What all this may cause is confusion, anxiety, and even depression (Tweet this). The way we choose to deal with it is unique to each person. Some folks may deny certain parts of their identity. Others may do everything in their power to be all things all the time. Still others may just retreat into a shell. For those who do learn to manage these identities, there still remains the need for great energy to do so.

As we consider what we can do to help, the first and perhaps most powerful thing that can be done is honoring that this process exists and it’s not as simple as saying ‘you’re {this} or {that}.’ Not making youth feel as if they are unfounded in feeling and thinking the way they are. Having honest conversations about identity and not sugar coating our existence about having it easier in the United States.

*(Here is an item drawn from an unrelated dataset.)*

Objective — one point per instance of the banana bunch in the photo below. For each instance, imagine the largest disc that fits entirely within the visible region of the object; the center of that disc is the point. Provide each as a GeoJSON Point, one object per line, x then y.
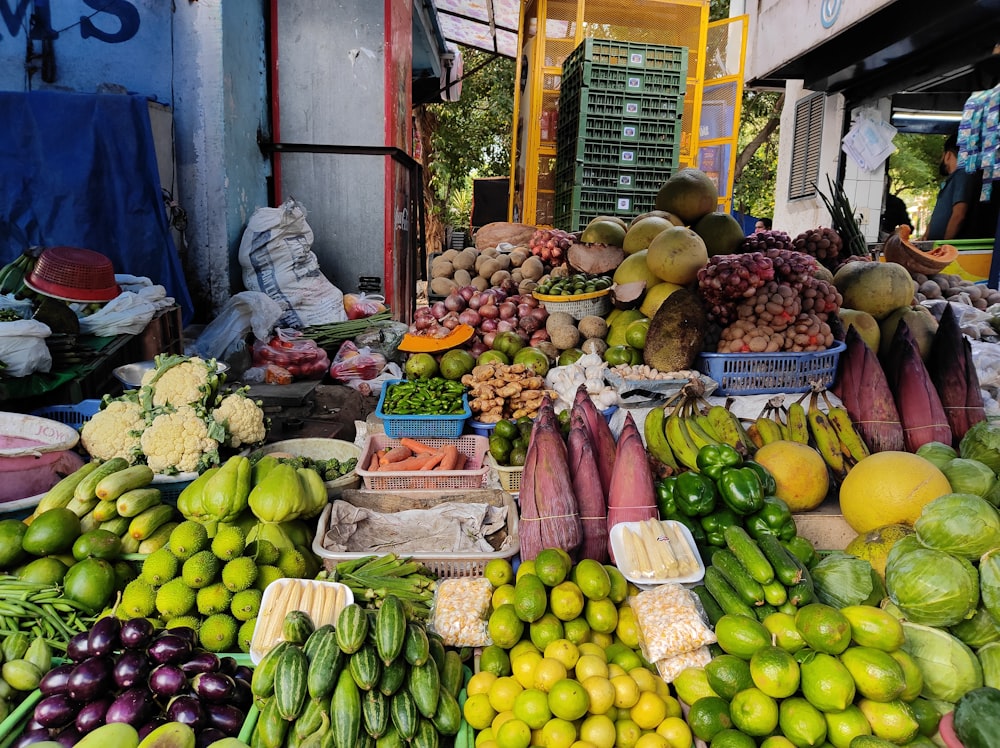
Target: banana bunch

Becoming is a complicated process and one that truly never ends and looks different for every person. At any given moment, we may be a different {me}. All together, those make up who we are. It takes time for youth to figure this out. They need time, space, and love to become.


Ashraf, A. (2015). Vicarious trauma and American Muslims: A mixed methods study.

Du Bois, W. E. B. (1903/1994). The Souls of Black Folk. Avenel, NJ: Gramercy Books.